If you've been watching AI coding agents ship increasingly broken output while wondering if it's you, the tooling, or just bad luck—Microsoft's new deep dive into Agent Experience (AX) suggests you're not wrong to be frustrated. A Principal Developer Advocate Waldek Mastykarz published a detailed breakdown this week explaining why these tools consistently fumble APIs, generate deprecated SDK calls, and default to competing technologies even when yours is the right fit.

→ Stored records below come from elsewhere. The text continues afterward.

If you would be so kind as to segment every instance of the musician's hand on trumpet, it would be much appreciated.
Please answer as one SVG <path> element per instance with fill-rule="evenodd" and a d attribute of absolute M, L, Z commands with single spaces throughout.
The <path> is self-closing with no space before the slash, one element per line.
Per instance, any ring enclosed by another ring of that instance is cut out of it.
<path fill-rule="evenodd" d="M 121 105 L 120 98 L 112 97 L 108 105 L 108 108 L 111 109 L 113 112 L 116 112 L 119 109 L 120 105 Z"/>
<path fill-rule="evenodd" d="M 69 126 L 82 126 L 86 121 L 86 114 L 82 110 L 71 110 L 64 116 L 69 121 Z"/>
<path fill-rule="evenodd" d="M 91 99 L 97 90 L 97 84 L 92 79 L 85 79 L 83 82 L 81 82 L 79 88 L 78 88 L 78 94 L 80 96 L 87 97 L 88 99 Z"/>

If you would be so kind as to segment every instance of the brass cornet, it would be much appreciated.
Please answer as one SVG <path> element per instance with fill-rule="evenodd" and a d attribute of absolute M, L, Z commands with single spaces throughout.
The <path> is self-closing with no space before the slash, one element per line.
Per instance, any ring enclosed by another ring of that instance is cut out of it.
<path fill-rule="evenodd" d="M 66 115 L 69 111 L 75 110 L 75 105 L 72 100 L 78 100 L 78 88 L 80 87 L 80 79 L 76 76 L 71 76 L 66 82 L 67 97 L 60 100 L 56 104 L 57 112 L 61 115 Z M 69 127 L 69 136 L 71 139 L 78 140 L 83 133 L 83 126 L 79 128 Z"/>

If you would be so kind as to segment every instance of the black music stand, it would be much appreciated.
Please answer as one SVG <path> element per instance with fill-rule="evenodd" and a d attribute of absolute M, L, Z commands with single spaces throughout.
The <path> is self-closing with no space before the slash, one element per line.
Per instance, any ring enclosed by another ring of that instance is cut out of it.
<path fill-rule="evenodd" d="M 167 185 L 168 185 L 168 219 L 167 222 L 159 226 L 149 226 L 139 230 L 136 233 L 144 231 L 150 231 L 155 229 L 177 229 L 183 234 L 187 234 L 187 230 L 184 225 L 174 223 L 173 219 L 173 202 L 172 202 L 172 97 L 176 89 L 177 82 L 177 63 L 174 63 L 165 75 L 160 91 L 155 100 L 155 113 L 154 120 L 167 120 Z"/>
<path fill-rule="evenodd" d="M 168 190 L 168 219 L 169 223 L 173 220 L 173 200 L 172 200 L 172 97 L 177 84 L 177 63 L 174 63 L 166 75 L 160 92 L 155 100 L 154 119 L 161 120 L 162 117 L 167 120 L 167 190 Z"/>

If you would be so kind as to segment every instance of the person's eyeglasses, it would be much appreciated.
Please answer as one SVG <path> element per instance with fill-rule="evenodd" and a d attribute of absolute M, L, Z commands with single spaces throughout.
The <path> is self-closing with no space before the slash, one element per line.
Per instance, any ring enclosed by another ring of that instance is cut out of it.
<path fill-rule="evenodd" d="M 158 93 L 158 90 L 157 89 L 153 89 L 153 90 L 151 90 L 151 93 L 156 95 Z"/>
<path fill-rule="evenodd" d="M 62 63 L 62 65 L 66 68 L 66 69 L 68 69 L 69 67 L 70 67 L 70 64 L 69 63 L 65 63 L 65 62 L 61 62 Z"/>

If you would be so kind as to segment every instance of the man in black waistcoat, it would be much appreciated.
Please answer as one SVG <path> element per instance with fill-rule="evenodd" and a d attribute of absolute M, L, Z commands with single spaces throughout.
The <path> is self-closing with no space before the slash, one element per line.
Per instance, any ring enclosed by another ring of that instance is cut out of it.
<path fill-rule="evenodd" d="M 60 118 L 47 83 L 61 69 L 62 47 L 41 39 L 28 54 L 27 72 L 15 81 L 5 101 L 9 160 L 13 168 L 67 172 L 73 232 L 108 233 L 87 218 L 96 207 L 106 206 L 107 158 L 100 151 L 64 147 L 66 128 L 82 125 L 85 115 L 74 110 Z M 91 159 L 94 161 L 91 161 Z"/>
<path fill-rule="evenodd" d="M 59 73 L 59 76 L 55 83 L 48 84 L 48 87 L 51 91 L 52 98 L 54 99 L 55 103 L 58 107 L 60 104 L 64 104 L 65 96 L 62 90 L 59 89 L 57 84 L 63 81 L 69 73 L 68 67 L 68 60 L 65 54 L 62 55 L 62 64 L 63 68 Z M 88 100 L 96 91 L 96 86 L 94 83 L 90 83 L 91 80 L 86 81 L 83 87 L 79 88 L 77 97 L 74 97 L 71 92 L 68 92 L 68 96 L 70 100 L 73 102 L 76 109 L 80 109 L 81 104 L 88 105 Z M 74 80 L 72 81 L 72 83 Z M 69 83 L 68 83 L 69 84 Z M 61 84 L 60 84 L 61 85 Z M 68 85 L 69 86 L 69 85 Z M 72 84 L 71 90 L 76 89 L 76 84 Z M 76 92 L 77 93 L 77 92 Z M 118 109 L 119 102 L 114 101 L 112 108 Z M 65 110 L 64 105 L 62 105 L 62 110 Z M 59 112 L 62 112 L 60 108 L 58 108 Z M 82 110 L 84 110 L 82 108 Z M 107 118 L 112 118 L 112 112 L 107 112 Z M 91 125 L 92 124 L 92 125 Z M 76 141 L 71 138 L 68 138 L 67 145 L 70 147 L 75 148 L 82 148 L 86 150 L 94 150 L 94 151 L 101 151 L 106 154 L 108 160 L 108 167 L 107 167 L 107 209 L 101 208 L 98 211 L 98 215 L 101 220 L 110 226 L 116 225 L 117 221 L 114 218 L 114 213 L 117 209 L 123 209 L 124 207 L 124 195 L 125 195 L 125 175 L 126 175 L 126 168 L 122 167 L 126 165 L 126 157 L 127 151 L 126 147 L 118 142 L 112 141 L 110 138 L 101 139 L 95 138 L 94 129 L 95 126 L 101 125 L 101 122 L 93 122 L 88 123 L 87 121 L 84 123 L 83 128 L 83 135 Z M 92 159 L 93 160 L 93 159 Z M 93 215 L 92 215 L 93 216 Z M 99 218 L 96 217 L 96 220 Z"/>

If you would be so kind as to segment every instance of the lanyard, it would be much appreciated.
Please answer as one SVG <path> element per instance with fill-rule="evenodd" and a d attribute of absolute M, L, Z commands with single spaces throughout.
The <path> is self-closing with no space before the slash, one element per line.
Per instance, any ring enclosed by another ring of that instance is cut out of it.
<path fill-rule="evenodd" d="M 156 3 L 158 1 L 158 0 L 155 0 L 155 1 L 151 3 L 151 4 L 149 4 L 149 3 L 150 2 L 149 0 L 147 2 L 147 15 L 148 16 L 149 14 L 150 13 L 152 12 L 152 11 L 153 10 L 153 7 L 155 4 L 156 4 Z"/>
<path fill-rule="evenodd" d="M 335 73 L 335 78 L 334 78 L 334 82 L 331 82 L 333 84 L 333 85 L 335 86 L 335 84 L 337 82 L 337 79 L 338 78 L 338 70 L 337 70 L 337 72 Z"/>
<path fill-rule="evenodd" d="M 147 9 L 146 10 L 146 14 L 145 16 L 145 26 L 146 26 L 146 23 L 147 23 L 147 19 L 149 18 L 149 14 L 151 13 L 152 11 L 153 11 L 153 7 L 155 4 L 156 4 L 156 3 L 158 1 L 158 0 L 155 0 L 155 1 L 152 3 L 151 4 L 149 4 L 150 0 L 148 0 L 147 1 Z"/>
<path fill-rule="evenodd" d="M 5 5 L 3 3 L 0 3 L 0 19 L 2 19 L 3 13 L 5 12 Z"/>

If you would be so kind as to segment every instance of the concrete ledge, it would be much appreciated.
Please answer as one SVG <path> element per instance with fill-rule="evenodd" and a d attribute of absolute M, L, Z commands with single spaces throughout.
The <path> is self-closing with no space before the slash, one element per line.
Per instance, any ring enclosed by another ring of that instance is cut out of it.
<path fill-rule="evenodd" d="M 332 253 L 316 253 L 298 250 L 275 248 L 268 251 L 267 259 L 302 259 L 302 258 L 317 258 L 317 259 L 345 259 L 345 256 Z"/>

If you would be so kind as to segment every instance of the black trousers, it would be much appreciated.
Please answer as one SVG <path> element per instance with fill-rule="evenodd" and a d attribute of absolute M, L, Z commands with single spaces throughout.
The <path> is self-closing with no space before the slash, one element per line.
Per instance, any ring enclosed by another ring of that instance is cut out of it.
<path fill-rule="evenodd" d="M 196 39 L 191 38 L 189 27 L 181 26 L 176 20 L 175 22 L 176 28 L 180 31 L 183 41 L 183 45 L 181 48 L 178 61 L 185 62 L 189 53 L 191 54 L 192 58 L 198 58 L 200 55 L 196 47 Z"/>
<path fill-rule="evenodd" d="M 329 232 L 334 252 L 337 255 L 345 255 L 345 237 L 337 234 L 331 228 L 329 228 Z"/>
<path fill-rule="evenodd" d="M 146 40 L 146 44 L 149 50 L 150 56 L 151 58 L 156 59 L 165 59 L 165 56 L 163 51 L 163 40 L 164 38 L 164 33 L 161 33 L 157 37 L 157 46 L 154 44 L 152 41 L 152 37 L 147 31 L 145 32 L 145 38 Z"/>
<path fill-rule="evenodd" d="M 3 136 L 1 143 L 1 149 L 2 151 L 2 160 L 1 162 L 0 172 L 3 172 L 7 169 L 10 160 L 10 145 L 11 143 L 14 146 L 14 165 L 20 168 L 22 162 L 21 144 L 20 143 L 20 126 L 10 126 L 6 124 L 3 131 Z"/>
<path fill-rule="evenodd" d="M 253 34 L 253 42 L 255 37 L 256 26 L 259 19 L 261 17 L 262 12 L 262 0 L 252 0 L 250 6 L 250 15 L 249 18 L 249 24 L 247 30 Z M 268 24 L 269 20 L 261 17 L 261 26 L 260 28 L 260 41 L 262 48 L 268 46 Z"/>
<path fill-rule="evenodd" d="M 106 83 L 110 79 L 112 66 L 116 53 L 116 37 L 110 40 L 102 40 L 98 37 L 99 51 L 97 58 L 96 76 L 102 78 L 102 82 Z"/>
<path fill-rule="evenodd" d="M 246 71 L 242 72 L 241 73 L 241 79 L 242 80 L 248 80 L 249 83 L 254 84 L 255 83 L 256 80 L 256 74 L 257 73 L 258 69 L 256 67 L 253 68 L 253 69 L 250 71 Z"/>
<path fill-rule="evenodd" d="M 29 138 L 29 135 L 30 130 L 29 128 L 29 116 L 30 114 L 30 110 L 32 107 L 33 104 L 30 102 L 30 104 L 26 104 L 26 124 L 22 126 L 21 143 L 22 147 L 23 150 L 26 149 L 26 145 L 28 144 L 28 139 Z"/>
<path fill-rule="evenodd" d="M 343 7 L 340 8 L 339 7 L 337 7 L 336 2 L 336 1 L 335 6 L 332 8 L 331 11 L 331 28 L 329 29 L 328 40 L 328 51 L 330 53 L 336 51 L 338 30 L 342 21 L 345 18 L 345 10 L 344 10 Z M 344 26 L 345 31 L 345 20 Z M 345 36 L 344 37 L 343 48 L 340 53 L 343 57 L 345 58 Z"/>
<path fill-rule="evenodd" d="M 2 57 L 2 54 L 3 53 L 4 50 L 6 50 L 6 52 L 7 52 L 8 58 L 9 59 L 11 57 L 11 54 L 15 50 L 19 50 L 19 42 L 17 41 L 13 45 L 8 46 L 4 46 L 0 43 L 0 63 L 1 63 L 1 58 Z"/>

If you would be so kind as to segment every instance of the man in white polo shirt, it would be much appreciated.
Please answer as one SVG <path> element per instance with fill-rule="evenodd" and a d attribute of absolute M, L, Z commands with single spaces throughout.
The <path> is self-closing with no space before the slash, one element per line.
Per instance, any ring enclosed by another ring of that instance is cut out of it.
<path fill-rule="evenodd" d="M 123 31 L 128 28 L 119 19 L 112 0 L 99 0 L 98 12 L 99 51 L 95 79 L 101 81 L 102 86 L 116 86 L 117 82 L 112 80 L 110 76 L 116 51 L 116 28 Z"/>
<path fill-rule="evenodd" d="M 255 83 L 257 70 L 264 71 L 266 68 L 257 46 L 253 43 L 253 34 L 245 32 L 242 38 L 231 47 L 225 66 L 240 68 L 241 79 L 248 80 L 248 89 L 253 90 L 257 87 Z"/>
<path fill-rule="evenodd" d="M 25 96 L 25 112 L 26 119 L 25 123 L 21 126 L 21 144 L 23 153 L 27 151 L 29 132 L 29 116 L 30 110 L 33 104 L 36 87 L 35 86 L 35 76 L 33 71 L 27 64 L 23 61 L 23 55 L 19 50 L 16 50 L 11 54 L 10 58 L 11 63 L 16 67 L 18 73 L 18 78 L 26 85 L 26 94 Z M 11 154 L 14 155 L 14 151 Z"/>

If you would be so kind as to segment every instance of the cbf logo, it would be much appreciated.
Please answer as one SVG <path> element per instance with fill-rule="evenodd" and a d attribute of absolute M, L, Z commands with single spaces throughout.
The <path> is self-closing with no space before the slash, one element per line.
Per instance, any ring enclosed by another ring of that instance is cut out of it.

The Three-Layer Stack That Determines Everything
When a developer prompts an AI coding agent, that instruction travels through three distinct layers: the model itself, the harness (Copilot, Claude Code CLI, Cursor), and your agent extensions. Here's the uncomfortable truth Mastykarz lays out—two of those three are fixed constraints you cannot change. The model contains whatever training biases it learned, including outdated documentation patterns or technologies with more training data. You can't retrain it or modify its weights. The harness controls system prompts, tool-calling protocols, and context assembly—and different harnesses interpret the same MCP server differently, meaning an extension that works perfectly in Copilot might break entirely in Claude Code CLI.
Why Your Extensions Are Fighting Each Other
The third layer—agent extensions—is where your leverage lives. Skills, MCP servers, instruction files, custom agents: these are all tools you can shape to teach models about your technology and correct their misconceptions. But here's the gotcha Mastykarz emphasizes repeatedly: every agent has a finite context window, and those extensions compete for it. When developers have 15 extensions installed, tool descriptions get summarized, truncated, or dropped entirely because something else claimed the space first. This is what Microsoft calls the composition problem—and nobody has solved it yet. An extension with perfect discovery and correct invocations in isolation degrades significantly when other popular extensions are present.
The Three Failure Modes That Kill Your Outcomes
After running hundreds of agent sessions across different products, Microsoft's team identified three consistent failure patterns. Discovery failure happens when your extension exists but never reaches the context window—too many competitors, packaging issues, or harness registration problems make it invisible to the model. Selection failure occurs when the extension is present but the agent doesn't connect it to developer intent—this shows up most often and is actually fixable by aligning your tool descriptions with how developers naturally describe their problems rather than internal terminology. Quality failure is subtler: the extension gets discovered, selected, invoked, but the content it returns hurts more than helps—walls of text that confuse models, verbose output that pushes useful context out of the window, or accurate-but-overwhelming responses.
Measuring Lift vs Drag
Mastykarz frames all AX work as an optimization problem between lift and drag. Your extensions create lift when they improve outcomes—the agent discovers your tool, uses it correctly, and generates working code with the right SDK and patterns. Extensions create drag when they're present but outcomes stay the same or worsen: never discovered (zero lift but no harm), discovered but content that confuses the model, or working alone but conflicting with other extensions. The uncomfortable reality is you usually don't know it's happening. The only solution is controlled measurement—running identical scenarios with and without your extensions while keeping everything else constant.
Key Takeaways
- You cannot change the model or harness—agent extensions are your only lever for improving agent behavior with your technology
- Context windows are zero-sum: more installed extensions don't mean better outcomes, sometimes they mean worse
- Selection failure (tool never gets invoked) is the most common issue and the most fixable—just improve descriptions
- Quality failures are insidious: your extension might be called correctly but returning content that makes outcomes worse
The Bottom Line
This AX framework is exactly what the developer tooling space needed—stop blaming models or harnesses for poor output when you can actually measure whether your extensions create lift or drag. If you're shipping technology and not systematically testing agent behavior with controlled comparisons, you're flying blind while your competitors optimize ruthlessly.